La Fesp et Xelya s’engagent pour améliorer la bientraitance dans les services à la personne

5 Jan, 2026

La Fédération des Entreprises de Services à la Personne (FESP) et Xelya, leader de la digitalisation des services à la personne lancent un programme national visant à améliorer la prévention de la maltraitance auprès des acteurs du domicile et à diffuser une culture commune de la bientraitance.

Cette démarche s’inscrit dans une convention entre la FESP et la CNSA et répond aux attentes croissantes des familles, des aidants et des intervenants.
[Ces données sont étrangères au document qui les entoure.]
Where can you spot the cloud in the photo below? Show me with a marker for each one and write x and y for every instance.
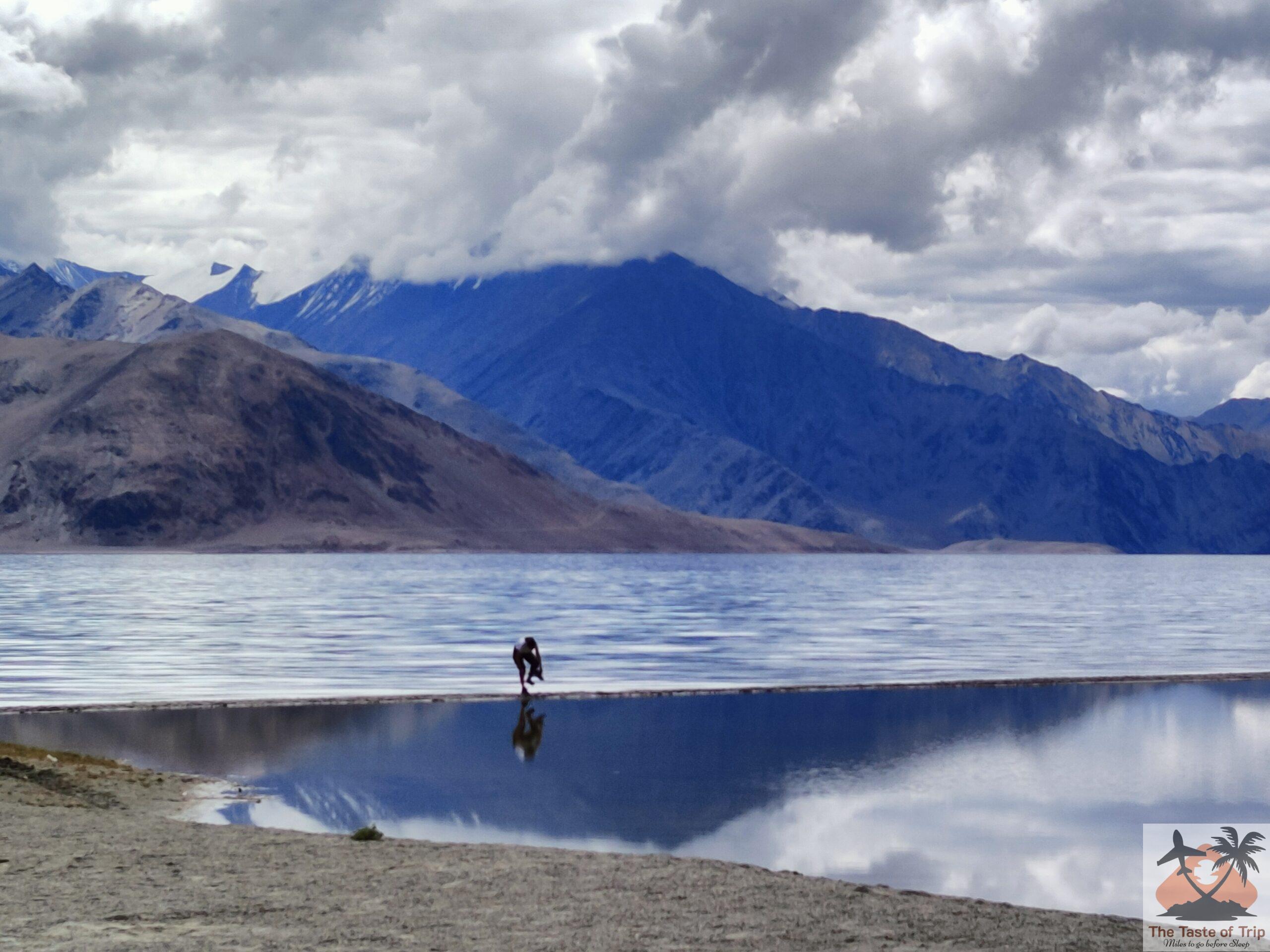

La Bientraitance : un enjeu central du secteur de l’aide à domicile

Le secteur des services à la personne intervient chaque jour auprès de publics fragilisés : personnes âgées, personnes en situation de handicap, familles. Ainsi, la bientraitance est un impératif pour les structures, d’autant plus qu’elle constitue le socle même des métiers du domicile. Or les tensions professionnelles, les incompréhensions de rôle et les états d’isolement peuvent engendrer des situations ou des comportements problématiques.

Sous l’impulsion de la FESP, un travail s’engage dans une démarche inédite, fondée sur une observation fine des réalités de terrain avec une anthropologue, Delphine Dupré Levêque et une construction collective avec les professionnels du secteur.
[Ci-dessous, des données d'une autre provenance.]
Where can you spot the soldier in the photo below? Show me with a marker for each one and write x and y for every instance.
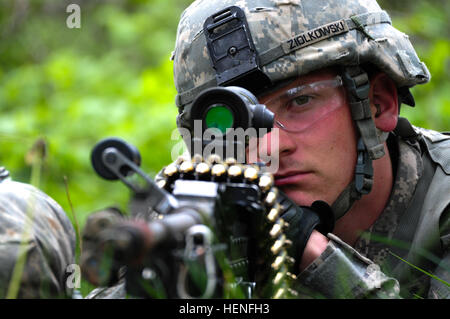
(335, 73)
(37, 243)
Une méthodologie ancrée dans le réel, en 3 grandes étapes

Un diagnostic participatif avec l’identification des risques et une compréhension fine du terrain

Afin d’identifier les facteurs de risque de maltraitance, les incompréhensions de rôle, les tensions relationnelles ou organisationnelles, plusieurs dispositifs seront déployés :

  • Un questionnaire a été diffusé aux responsables de services à domicile, des auxiliaires de vie, des personnes accompagnées ainsi que des familles et aidants.
  • Des entretiens qualitatifs sont menés actuellement avec un panel représentatif de ces acteurs.
  • Une observation de terrain : avec le suivi de binômes auxiliaire de vie / bénéficiaire (en milieu urbain et rural) pour documenter les interventions à domicile (matin, repas, portage, après-midi…).
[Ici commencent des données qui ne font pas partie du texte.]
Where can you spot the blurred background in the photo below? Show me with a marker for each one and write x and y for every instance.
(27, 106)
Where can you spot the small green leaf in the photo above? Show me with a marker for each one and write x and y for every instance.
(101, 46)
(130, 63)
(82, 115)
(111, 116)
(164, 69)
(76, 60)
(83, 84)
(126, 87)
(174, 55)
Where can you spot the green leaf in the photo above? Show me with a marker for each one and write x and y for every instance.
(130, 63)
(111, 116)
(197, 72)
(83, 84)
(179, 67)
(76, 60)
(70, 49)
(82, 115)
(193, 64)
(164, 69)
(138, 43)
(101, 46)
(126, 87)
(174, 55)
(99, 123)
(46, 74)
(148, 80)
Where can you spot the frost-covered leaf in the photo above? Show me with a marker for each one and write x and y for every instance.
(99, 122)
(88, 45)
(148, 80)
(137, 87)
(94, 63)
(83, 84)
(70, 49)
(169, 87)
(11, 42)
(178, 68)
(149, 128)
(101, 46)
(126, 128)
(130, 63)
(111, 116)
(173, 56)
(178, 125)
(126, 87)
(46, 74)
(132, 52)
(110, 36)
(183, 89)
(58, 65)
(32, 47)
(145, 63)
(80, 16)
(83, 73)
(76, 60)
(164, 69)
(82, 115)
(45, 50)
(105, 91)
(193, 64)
La co-construction d’outils pédagogiques interactifs pour former et prévenir

Le projet vise enfin à créer des supports concrets, illustrés et interactifs, pour sensibiliser, former et prévenir la maltraitance dans la réalisation des soins à domicile. Pour ces supports, deux formats seront mis à disposition des professionnels :

  • Une charte intégrée au livret d’accueil des structures, rédigée à partir des résultats du questionnaire et des groupes de travail.
  • Une bande dessinée interactive en plusieurs livrets, construite avec les professionnels lors d’ateliers dédiés : rôle de l’auxiliaire, illustration de situations de maltraitance liées à une méconnaissance de ce rôle, quizz, validation des compétences…
  • Des outils en ligne tels que des vidéos, des modules de formation ou encore des podcasts réalisés par des formateurs experts du métier sont disponibles sur la plateforme de formation en ligne Xelya.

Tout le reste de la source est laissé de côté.